Sie rechnete ohnehin nicht damit, bis dahin zum Schlafen zu kommen.
Scott kam herein, er sah ebenso erschöpft aus wie die anderen, allerdings beträchtlich staubiger. »Wenn ich nie mehr eine Akte sehen muss«, verkündete er, »ist das noch viel zu früh.«
Jennifer verspürte Gewissensbisse. »Ich hätte dir helfen sollen, Scott. Entschuldige.«
»Mach dir keine Sorgen.« Er grinste. »Ich revanchiere mich schon noch.«
»Die Frage ist doch«, schaltete sich Andy ein, »hast du irgendwas Brauchbares gefunden?«
Triumphierend antwortete Scott: »Ich habe endlich herausgefunden, was 1894 passiert ist.

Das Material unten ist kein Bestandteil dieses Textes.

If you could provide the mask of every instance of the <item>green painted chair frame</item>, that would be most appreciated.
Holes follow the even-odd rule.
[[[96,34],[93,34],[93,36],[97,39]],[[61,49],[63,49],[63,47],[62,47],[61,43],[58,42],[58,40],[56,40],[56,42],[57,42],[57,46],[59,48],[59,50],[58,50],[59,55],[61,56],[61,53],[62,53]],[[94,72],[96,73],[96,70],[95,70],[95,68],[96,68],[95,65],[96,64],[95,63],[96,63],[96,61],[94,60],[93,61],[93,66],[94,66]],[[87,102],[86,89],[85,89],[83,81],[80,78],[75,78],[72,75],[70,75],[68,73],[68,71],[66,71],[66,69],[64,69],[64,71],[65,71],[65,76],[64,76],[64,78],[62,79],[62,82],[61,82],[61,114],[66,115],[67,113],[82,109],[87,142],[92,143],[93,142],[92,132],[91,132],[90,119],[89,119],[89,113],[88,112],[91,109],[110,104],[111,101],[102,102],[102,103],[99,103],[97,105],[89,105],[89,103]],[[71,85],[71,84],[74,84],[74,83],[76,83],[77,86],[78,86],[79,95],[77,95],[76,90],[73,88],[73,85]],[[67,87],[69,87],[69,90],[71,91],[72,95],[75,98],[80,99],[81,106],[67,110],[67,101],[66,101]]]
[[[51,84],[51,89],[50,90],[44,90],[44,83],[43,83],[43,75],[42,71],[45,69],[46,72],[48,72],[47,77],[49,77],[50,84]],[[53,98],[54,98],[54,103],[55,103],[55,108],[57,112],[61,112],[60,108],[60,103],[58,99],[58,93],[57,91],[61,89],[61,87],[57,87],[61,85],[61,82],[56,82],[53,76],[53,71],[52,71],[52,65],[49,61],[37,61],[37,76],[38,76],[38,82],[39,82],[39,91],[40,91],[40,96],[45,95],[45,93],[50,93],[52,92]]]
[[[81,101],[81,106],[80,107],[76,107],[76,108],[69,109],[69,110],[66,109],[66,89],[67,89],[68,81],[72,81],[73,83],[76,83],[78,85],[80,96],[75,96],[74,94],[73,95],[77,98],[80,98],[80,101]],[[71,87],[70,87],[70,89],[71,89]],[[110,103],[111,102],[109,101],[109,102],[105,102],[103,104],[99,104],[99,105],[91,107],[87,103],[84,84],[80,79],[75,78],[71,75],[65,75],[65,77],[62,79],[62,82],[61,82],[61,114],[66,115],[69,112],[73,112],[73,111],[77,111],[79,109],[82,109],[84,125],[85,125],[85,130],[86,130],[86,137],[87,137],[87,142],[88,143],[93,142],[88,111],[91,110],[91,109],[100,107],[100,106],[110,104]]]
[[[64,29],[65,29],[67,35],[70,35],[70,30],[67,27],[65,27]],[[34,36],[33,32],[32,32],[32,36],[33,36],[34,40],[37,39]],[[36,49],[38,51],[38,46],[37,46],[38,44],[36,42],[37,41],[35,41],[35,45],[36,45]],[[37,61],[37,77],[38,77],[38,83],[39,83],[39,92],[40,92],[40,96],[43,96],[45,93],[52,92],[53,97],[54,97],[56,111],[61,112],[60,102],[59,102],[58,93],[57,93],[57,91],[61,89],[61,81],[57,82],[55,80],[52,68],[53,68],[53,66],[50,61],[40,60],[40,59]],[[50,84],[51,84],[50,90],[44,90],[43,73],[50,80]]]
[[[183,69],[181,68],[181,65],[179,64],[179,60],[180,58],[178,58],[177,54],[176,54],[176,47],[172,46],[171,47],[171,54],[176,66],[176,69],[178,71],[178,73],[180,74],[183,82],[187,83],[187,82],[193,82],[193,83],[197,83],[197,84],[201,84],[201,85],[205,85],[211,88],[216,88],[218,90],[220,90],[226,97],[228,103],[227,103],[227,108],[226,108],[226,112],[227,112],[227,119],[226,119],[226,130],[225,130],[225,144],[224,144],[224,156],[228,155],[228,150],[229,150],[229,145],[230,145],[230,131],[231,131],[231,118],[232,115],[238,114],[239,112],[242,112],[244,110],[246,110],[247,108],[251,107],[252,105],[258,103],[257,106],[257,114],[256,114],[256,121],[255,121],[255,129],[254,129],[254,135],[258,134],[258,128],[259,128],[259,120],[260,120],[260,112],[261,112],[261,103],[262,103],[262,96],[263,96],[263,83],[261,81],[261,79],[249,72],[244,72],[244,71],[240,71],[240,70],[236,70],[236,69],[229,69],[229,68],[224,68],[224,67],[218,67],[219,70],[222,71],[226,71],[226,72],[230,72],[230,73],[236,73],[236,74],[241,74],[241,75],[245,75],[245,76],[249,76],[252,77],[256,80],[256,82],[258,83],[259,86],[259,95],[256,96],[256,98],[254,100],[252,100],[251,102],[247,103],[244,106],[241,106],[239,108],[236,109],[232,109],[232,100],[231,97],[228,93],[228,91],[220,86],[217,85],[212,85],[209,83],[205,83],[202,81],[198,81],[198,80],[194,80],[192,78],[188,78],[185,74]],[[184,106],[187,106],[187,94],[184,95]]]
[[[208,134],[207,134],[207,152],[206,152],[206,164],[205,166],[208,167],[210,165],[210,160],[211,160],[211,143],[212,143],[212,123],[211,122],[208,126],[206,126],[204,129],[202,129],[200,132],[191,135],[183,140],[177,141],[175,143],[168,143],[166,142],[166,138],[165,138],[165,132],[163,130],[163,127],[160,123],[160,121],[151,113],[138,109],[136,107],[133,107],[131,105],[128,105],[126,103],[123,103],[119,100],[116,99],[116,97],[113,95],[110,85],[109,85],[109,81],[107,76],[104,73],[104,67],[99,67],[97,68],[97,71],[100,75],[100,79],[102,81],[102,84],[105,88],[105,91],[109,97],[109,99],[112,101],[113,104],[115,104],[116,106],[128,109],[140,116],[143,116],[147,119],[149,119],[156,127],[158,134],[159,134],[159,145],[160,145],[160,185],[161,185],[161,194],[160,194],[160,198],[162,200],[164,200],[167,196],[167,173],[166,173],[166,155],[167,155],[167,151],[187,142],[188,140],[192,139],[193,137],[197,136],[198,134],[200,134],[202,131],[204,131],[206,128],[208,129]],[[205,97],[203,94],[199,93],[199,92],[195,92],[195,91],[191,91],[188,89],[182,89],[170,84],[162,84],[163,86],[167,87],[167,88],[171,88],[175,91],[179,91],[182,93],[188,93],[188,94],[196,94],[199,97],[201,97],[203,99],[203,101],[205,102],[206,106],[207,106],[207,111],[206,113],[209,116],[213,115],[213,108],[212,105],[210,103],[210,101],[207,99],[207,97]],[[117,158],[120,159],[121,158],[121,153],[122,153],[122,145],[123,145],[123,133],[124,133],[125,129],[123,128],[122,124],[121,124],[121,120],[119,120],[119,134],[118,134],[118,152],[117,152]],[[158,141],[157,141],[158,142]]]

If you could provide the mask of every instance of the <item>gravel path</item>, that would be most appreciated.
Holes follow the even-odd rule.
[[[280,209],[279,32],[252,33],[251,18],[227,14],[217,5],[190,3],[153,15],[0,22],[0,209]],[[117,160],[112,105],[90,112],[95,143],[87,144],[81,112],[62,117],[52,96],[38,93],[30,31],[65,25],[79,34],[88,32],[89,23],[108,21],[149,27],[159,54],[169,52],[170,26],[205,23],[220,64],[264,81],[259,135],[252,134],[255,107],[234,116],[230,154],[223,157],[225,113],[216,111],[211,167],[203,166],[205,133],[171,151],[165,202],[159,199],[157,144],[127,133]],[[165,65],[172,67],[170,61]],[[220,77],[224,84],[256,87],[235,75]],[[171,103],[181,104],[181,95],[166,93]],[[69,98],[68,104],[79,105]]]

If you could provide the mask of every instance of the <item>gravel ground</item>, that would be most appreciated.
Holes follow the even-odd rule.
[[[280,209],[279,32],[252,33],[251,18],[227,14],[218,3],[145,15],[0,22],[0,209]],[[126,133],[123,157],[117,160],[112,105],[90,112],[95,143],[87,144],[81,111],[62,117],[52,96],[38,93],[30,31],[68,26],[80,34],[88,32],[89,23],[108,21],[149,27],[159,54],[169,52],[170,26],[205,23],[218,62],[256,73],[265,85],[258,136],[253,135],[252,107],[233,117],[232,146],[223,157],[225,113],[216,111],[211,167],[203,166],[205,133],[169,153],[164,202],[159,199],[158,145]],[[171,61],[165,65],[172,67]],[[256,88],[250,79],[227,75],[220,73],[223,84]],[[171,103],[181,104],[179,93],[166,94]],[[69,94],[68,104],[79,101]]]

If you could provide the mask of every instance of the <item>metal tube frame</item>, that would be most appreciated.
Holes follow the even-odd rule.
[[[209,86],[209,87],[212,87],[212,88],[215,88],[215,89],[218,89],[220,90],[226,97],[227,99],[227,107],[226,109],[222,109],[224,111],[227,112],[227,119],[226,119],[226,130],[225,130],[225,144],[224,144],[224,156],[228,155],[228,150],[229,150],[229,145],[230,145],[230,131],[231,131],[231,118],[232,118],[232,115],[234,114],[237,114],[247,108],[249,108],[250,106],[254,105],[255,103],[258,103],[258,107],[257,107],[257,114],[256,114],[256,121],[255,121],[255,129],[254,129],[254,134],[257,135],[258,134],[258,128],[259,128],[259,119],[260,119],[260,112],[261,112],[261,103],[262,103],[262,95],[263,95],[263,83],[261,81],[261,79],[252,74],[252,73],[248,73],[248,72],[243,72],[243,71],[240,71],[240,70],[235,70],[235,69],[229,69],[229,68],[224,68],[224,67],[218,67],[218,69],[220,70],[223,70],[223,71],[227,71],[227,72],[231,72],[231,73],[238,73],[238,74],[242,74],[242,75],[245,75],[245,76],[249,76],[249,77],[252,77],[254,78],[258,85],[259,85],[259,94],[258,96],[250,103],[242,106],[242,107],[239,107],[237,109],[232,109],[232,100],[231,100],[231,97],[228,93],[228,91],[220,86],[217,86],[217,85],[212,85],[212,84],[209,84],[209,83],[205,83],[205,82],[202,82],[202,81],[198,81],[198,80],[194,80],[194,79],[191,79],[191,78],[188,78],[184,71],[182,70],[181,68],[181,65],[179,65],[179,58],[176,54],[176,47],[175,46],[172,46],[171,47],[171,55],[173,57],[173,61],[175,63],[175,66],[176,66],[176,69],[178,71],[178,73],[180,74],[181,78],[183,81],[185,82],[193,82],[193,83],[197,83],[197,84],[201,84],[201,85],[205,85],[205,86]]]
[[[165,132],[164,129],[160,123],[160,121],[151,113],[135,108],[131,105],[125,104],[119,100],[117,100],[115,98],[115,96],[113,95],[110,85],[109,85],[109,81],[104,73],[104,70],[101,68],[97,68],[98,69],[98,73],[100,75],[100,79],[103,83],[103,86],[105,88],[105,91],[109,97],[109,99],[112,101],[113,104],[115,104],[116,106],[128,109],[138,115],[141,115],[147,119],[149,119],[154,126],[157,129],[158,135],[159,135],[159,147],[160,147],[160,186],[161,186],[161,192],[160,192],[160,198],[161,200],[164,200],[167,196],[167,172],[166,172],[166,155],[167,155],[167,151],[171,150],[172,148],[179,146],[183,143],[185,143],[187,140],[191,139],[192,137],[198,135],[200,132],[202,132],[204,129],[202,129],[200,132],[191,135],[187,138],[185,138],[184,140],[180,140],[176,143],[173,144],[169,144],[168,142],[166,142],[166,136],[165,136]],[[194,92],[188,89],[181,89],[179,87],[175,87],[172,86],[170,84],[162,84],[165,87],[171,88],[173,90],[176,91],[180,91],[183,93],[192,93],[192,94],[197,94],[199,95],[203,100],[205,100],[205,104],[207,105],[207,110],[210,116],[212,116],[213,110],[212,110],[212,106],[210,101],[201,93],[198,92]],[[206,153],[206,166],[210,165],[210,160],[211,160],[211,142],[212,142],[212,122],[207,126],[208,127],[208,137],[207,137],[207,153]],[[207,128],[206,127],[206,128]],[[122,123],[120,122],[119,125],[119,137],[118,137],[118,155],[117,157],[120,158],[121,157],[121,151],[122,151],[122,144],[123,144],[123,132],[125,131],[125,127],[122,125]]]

Na ja, in gewisser Weise zumindest.«
Quentin, der am Konferenztisch vor Kendras Laptop saß, sah ihn voller Respekt an. »Wie zum Teufel haben Sie das gemacht? Die Datenbanken haben überhaupt nichts ausgespuckt.«
»Geben Sie mal Boston ein«, riet Scott.
»Kendra ist die Expertin für dieses Teil«, versetzte Quentin und starrte finster auf den Laptop. »Aber ich versuch’s.«
Andy fragte: »Was hast du rausgefunden, Scott? Und wie?«
Scott runzelte die Stirn. »Das Wie war ziemlich einfach. Ich habe diesen Karton durchsucht, in dem alle möglichen verschiedenen Akten waren. Da drin habe ich den Polizeibericht über das siebte Opfer von 1934 gefunden.« Er schlug die Mappe auf, die er bei sich trug, und zog ein Foto einer jungen Frau mit dunklen, lockigen Haaren und eindrucksvollen dunklen Augen heraus. Ein kurzer Blickwechsel genügte, um zu bestätigen, dass sie ihnen allen völlig unbekannt war.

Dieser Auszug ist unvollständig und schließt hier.